Nuke ‘Em

As a European of greatly mixed European ethnicity I am always surprised at the ignorance of ordinary Americans when it comes to places that are outside the United States. Of course the USA is a great country, but it is not the only country nor is it the most important country, nor is it the country that has contributed the most to civilisation; no great religion started there and its contribution to philosophy has been distinctly on the lightweight side. These are not intended to criticise the USA, merely to differentiate it from other nations.

The ignorance of most Americans about the rest of the world is a factor that seems to determine its foreign policy; most Americans thought that the war against Iraq was to punish Iraq for their involvement in the destruction of the Twin Towers, whereas Iraq had no such involvement and was an enemy of the organisation that was responsible. Never mind the niceties of the politics, America with its brave allies brought death and destruction to Iraq in ways that far exceeded the late and unlamented Saddam Husain’s methods.  Americans then seemed to shift responsibility to Afghanistan and after the Iraq debacle turned their attention there, bringing more death and destruction.

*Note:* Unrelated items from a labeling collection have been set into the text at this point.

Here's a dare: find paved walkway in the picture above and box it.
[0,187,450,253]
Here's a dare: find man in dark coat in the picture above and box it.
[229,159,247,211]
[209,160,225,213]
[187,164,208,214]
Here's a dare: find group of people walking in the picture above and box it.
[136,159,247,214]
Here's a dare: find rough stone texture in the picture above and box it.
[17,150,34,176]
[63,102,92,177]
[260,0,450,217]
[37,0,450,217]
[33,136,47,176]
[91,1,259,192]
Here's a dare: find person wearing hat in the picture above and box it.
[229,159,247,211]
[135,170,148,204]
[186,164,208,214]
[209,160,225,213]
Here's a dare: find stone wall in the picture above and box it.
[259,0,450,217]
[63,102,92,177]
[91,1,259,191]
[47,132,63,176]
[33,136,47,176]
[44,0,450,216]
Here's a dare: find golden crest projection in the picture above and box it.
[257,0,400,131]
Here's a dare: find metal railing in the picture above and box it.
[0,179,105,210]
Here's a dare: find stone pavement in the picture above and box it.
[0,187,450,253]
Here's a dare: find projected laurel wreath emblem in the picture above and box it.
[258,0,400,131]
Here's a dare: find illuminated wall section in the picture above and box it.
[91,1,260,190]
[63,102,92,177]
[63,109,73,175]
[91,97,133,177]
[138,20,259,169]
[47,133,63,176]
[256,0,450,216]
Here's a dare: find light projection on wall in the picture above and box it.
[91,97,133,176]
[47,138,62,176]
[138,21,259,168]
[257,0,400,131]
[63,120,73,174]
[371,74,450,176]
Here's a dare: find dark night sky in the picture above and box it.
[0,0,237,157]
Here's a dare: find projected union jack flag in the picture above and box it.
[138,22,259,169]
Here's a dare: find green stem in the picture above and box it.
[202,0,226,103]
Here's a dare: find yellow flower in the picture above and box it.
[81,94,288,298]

Perhaps, some thought, that ignorance guides US foreign policy. Three American academics (Kyle Dropp of Dartmouth College, Joshua D. Kertzer of Harvard University, and Thomas Zeitzoff of Princeton) decided to find out whether there was a relationship between what Americans thought the USA should do about the crisis involving Ukraine and at the same time asked them to identify Ukraine on a map of the world. Perhaps it was mischievous but great truths can emerge from mischief.

16% of the 2,066 polled correctly identified Ukraine’s location. The further Ukraine was thought to be from its real location, the more aggressive those polled were about the USA’s military options, the greater they thought of the Russian threat to US interests and the more they thought that using force would serve the USA best.

I wonder if better teaching of geography in US high schools would lead to a more mature understanding of world affairs and in turn more sensible US foreign policy.